Clayoquot: The Sound of My Heart

Description

224 pages
$16.95
ISBN 1-55143-076-2
DDC 971.1'204'092

Year

1996

Contributor

Reviewed by Patricia Morley

Patricia Morley is professor emerita of English and Canadian studies at
Concordia University, and the author of Kurlek, Margaret Laurence: The
Long Journey Home, and As Though Life Mattered: Leo Kennedy’s Story.

Review

Betty Krawczyk started life in a rural family of poor whites in
Louisiana, a state that was then “mostly one big swamp” and has now
“been drained, sprayed, paved, air-conditioned and citified” beyond
recognition. After surviving the segregated South in the 1940s, a string
of marriages, and eight children, Krawczyk moved in 1988 at the age of
60 to 10 acres of land at Cypress Bay on Clayoquot Sound, on Vancouver
Island’s west coast. She sought peace and a quiet retirement. She
found logging companies bent on clear-cutting a forest she had come to
love and respect. She would eventually be arrested, convicted of
contempt of court, and jailed for four months.

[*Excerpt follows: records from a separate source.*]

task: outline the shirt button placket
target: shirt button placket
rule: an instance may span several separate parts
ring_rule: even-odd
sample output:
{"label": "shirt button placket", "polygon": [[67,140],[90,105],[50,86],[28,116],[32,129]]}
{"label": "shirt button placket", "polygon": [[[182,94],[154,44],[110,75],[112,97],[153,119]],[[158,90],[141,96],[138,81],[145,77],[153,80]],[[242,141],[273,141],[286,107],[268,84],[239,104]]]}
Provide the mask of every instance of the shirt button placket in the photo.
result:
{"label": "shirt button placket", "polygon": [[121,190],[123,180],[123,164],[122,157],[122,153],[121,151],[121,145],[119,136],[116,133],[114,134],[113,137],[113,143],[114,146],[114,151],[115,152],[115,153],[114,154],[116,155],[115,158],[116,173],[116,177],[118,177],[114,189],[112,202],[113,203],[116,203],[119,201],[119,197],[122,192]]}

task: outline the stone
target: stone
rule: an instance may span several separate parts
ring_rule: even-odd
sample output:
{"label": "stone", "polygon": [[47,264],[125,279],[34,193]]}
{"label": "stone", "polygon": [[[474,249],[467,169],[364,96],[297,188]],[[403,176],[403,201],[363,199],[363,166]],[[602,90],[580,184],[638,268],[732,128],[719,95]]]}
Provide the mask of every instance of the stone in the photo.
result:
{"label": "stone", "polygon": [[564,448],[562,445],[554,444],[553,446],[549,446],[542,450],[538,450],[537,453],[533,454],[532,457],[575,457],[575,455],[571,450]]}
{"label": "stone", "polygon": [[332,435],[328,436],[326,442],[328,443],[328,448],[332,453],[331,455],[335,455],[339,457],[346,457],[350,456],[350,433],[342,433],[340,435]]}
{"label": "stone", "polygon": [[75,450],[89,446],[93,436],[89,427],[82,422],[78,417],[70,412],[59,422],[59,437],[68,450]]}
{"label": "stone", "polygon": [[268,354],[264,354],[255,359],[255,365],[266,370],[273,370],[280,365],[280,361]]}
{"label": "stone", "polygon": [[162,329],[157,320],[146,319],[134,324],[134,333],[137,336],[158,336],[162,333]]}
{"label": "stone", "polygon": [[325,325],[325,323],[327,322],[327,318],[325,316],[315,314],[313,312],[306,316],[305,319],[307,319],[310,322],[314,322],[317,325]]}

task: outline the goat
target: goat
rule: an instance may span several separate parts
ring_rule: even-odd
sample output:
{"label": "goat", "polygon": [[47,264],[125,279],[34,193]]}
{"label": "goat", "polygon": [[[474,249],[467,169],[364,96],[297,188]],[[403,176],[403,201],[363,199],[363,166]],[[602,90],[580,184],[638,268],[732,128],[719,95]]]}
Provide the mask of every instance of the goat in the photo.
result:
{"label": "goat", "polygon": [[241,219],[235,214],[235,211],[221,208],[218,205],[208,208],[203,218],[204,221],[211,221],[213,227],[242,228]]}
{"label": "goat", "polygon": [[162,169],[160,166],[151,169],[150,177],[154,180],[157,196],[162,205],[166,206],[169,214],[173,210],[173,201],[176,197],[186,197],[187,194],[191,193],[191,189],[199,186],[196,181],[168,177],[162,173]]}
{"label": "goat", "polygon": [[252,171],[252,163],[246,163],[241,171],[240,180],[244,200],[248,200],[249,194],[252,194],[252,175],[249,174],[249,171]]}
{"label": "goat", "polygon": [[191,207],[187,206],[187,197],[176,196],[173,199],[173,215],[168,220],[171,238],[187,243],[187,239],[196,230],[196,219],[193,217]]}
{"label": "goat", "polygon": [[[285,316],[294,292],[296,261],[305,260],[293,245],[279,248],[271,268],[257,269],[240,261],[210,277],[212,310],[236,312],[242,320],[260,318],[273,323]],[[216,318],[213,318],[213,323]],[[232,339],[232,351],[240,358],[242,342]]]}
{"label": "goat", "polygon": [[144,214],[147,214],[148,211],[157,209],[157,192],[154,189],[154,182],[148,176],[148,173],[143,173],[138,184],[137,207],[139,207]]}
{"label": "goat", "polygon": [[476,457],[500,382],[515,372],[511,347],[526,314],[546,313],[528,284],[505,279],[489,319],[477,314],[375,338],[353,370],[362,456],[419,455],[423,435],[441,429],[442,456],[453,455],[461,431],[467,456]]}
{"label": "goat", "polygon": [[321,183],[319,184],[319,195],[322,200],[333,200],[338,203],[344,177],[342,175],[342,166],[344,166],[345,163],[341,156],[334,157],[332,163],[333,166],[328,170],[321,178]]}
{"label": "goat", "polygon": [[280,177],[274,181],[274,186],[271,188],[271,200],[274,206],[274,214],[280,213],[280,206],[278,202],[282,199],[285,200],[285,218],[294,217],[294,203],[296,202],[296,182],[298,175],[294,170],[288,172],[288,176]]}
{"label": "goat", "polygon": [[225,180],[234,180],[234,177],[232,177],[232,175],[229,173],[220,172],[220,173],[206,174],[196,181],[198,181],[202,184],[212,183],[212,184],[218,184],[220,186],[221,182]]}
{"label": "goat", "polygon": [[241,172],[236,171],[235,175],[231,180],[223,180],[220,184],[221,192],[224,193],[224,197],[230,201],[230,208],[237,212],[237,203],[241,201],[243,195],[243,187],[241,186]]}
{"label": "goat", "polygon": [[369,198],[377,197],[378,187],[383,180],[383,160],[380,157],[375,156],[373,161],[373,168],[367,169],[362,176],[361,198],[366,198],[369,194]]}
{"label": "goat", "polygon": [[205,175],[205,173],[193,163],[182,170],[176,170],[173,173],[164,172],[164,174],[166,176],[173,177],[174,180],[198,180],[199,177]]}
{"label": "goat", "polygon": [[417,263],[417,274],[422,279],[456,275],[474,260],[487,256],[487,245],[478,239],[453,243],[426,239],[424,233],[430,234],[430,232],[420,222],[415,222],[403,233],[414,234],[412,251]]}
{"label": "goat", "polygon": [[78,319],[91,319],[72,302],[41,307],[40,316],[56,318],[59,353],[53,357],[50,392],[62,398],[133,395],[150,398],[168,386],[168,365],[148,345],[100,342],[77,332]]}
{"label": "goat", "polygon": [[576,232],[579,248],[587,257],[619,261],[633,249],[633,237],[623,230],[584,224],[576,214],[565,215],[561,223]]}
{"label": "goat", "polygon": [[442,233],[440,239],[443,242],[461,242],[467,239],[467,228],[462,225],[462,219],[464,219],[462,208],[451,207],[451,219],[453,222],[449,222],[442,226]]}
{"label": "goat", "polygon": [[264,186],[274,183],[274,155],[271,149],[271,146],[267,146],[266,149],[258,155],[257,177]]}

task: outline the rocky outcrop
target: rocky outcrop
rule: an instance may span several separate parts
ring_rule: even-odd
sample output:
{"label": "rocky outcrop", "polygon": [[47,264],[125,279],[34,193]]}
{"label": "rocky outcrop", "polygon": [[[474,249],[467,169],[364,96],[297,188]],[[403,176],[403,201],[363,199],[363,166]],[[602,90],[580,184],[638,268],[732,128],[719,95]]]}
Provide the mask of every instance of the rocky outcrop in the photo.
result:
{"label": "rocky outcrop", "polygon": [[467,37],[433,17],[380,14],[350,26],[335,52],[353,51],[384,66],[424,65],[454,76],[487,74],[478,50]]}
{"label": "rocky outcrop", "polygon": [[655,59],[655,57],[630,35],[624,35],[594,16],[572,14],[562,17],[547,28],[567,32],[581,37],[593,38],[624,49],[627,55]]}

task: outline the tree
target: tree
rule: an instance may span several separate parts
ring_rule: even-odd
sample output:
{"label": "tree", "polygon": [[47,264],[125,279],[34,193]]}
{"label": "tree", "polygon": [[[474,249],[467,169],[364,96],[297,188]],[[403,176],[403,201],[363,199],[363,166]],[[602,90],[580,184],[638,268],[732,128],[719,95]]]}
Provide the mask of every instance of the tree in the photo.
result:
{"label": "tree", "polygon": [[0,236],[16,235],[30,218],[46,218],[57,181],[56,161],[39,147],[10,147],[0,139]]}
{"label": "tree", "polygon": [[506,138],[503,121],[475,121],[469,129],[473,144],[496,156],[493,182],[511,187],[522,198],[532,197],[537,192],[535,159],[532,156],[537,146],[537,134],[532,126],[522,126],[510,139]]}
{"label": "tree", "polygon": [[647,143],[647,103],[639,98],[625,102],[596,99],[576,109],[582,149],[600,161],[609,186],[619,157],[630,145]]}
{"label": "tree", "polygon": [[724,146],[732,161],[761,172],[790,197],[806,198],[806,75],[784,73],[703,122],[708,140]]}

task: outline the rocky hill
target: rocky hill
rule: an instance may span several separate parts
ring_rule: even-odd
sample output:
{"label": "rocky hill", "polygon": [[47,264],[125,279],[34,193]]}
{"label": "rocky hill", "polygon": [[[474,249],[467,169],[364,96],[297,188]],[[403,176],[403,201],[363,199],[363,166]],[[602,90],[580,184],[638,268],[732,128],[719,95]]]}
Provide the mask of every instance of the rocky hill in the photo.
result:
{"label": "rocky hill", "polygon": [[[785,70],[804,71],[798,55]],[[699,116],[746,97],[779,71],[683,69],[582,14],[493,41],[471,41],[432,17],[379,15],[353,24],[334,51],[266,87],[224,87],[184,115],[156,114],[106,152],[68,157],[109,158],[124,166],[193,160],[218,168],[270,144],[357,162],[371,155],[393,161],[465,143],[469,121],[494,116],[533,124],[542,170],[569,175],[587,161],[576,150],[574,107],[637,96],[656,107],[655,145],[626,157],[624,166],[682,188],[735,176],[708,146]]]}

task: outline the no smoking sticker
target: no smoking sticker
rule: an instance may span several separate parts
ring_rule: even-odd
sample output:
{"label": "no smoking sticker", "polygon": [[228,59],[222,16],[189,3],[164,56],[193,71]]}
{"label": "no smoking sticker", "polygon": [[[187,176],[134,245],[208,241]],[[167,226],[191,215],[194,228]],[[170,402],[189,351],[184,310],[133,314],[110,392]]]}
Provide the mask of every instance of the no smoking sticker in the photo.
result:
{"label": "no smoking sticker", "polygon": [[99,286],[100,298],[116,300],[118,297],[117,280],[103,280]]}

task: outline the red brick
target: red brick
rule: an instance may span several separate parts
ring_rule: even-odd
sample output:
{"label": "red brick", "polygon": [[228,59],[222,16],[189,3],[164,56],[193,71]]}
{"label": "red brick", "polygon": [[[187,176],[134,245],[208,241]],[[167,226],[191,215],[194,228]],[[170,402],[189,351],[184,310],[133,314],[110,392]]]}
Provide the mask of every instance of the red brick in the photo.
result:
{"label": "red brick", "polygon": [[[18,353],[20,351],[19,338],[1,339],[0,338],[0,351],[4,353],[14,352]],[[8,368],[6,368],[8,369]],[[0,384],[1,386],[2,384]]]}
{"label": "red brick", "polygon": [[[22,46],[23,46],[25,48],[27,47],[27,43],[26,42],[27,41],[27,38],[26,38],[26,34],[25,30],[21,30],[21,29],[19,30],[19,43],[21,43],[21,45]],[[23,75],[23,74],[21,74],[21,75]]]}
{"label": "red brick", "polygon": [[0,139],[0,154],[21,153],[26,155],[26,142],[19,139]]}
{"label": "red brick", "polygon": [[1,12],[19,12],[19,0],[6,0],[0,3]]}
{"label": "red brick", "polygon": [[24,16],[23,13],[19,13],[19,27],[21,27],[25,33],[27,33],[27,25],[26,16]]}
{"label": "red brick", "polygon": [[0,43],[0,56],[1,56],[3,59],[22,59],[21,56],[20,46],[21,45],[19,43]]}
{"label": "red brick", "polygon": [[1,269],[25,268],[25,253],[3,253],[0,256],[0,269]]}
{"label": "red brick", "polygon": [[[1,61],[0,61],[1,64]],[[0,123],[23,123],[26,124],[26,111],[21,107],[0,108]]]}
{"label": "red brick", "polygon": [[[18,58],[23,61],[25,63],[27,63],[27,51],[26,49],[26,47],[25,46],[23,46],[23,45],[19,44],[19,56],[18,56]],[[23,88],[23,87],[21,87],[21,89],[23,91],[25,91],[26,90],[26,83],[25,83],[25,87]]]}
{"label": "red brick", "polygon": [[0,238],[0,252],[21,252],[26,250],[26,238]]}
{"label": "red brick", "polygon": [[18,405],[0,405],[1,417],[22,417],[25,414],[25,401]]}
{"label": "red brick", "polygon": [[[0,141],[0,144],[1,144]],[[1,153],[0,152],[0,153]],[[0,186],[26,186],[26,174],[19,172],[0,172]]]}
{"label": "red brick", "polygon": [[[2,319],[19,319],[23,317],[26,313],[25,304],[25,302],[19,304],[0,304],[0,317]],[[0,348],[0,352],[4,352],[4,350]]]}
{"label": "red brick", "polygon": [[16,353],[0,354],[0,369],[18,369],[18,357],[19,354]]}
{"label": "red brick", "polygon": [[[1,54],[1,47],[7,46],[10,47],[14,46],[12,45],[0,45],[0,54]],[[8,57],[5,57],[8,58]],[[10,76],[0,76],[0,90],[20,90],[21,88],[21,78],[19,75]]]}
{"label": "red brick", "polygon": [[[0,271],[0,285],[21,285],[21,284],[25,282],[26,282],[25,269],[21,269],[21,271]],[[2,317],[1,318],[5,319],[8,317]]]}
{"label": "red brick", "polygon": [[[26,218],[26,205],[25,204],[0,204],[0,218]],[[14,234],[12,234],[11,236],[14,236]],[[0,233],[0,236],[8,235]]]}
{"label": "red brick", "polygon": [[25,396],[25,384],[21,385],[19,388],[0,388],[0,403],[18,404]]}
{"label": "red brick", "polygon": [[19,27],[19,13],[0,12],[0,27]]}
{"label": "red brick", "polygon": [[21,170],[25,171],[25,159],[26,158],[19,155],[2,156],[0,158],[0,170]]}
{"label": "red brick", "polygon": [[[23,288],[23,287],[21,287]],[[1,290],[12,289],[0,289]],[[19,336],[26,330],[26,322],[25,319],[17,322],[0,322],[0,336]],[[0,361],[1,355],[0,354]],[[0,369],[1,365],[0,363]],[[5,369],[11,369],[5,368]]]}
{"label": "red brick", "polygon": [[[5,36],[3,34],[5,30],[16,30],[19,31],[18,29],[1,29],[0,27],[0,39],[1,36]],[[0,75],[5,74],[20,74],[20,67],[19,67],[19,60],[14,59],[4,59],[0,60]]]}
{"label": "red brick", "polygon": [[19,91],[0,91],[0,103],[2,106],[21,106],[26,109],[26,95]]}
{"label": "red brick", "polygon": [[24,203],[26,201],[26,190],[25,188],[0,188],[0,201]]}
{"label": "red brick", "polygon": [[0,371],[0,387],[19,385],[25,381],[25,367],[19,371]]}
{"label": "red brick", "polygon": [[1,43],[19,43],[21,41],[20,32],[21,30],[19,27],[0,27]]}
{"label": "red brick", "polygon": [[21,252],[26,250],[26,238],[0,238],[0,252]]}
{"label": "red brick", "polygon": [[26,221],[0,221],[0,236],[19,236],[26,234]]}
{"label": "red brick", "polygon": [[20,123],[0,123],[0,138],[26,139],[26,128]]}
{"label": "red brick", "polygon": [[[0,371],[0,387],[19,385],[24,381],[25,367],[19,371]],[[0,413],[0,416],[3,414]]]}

In this most unusual memoir, everything is juxtaposed with everything
else, but the stream-of-consciousness flow is comprehensible and
pleasing. Krawczyk, a committed feminist and environmentalist, has a
sharp intelligence and a great sense of humor. From the opening scene in
July 1988, when the author is alone and afraid of encountering cougars
at the stream where she must get fresh water, to the touching closure,
when she says goodbye to a visiting grandchild and knows in her gut the
all-importance of children, nature, life, and “the earth itself,”
her story holds the reader in its grip.